Sunday, May 28, 2006

The Value of Branded vs. Non-Branded Search Terms

The following article was published by Chris Sherman, editor of the SEO authority site SearchEngineWatch.com. Chris himself is one of the most highly respected of those who write about the going's-on with the major search engines and search engine strategies and this article only serves to further show why. An excellent article with important points for natural and PPC campaigns.
New research suggests that branded search terms offer the highest conversion rates, but that non-branded terms, when used properly, can significantly impact the outcome of a paid search marketing campaign.

The research, done by search marketing firms 360i and SearchIgnite, looked at than 3.9 million users and 5.1 million clicks during the first quarter of 2006. The study focused on e-commerce retailers who had active search marketing campaigns in place.

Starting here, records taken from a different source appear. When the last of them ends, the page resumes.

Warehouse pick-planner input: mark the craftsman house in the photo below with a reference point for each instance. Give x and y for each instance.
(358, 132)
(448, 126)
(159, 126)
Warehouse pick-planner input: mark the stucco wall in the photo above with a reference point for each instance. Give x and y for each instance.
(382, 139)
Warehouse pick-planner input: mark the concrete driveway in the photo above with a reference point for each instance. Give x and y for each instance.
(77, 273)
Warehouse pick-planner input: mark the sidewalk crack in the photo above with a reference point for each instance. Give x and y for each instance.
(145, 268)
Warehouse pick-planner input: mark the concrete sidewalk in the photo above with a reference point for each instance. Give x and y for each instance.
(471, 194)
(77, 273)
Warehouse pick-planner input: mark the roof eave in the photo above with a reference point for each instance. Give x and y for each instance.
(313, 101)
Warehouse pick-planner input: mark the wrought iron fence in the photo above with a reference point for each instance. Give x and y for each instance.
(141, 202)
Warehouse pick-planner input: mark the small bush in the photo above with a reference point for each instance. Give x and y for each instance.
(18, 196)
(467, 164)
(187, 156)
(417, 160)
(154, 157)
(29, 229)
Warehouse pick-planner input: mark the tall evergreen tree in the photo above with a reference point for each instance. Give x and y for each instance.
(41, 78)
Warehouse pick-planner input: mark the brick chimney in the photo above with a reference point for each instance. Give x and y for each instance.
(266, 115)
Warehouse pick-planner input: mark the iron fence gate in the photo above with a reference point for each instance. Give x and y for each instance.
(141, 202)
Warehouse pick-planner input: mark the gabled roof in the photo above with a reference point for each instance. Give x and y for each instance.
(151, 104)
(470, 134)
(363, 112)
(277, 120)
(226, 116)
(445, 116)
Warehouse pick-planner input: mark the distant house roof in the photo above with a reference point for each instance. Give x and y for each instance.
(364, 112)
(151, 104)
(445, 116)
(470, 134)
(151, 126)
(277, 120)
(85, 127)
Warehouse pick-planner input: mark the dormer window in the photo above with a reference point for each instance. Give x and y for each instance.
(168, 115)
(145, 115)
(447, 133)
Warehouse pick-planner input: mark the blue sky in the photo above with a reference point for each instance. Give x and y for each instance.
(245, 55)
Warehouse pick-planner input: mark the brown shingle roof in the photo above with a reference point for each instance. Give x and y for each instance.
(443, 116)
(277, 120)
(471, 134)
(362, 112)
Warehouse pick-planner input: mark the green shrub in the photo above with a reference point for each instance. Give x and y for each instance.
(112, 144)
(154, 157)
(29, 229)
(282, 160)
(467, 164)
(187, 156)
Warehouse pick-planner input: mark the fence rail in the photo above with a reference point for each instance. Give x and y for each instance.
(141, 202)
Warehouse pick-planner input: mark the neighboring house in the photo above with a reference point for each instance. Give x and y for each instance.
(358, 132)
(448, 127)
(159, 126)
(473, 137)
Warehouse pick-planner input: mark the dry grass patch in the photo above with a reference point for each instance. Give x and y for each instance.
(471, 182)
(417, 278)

The primary purpose of the study was to track the value of the entire path a searcher takes from the first click through purchase, comparing the relative effectiveness of branded vs. non-branded search terms. The focus on e-commerce sites allowed the researchers to capture a user's entire clickstream from initial search to ultimate purchase from the retailer's web site.

Fully 25% of conversions occurred from users who clicked more than one ad. The highest conversion rate (9.30%) occurred when a user's first and last click were both on brand terms. However, when the first click was on a non-brand term and the last click was on a brand term, the conversion rate was almost as high (8.73%).

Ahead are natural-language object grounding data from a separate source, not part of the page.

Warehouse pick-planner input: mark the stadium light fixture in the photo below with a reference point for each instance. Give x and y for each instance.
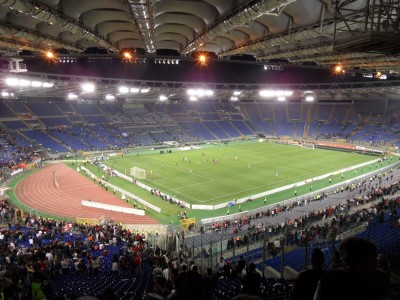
(36, 83)
(338, 69)
(202, 59)
(123, 89)
(50, 54)
(24, 82)
(88, 87)
(72, 96)
(200, 92)
(12, 81)
(275, 93)
(309, 98)
(48, 84)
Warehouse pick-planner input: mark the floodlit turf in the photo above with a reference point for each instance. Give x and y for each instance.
(239, 169)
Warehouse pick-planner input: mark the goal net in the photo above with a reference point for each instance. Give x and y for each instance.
(306, 145)
(138, 173)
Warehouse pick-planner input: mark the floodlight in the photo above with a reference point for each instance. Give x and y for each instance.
(127, 56)
(123, 89)
(202, 59)
(338, 69)
(36, 83)
(88, 87)
(200, 92)
(50, 54)
(309, 98)
(72, 96)
(12, 81)
(47, 84)
(288, 93)
(24, 82)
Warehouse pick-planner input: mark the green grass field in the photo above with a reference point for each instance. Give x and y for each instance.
(240, 169)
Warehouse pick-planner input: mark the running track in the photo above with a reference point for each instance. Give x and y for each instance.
(40, 192)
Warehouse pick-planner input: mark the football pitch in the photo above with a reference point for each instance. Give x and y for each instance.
(214, 174)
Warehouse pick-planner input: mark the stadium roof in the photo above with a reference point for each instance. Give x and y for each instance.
(361, 35)
(358, 33)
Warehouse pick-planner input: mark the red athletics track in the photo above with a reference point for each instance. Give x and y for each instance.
(40, 192)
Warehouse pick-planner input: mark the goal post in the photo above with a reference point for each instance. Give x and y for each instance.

Notably, for searchers who began their search process on a non-brand term and then switched to a brand term, conversion rates were seven times higher than when a searcher used only non-brand terms.

These findings have significance for several reasons. Supporting the findings of other studies of searcher behavior, searchers tend to click generic, non-brand terms earlier in the search process, and more on brand terms when they are closer to making a purchase. This suggests that search marketers can leverage non-brand search terms to drive searchers toward brand terms later in the searching and purchase consideration process.

To do this effectively, the metrics used to determine the effectiveness of search terms must be adjusted to give more "credit" to the generic non-brand terms. While they may not directly lead to conversions, they offer an "assist" to the brand terms that ultimately lead a user to make a purchase.

Getting users to click on multiple ads pays off. Searchers who ultimately made a purchase clicked an average of 15% more ads than those who didn't complete a transaction. Really determined searchers—those that clicked a search marketer's ads ten times—were three times as likely to convert as those who clicked an ad only once.

The study also looked at query length. Most searchers are still using relatively simple queries. Searchers using multiple unique keywords made up just 8.39% of the sample studied, but they accounted for 19.2% of all ultimate transactions.

This suggests that a "long tail" approach to search marketing also pays off. Targeting multiple-word queries that individually have a low volume of searches can still result in meaningful conversions and high return on ad spend.

The study defined brand keywords as those where the name of the marketer, website or trademark owned by the marketer is present. Non-brand keywords are those which do not include any reference to the marketer, its website, its trademarks, or its proprietary brands.

While the study was limited to search marketing campaigns for e-commerce web sites, the researchers believe that similar results are likely to be observed for other types of web sites, and when other factors are considered, such as seasonality affecting searcher behavior.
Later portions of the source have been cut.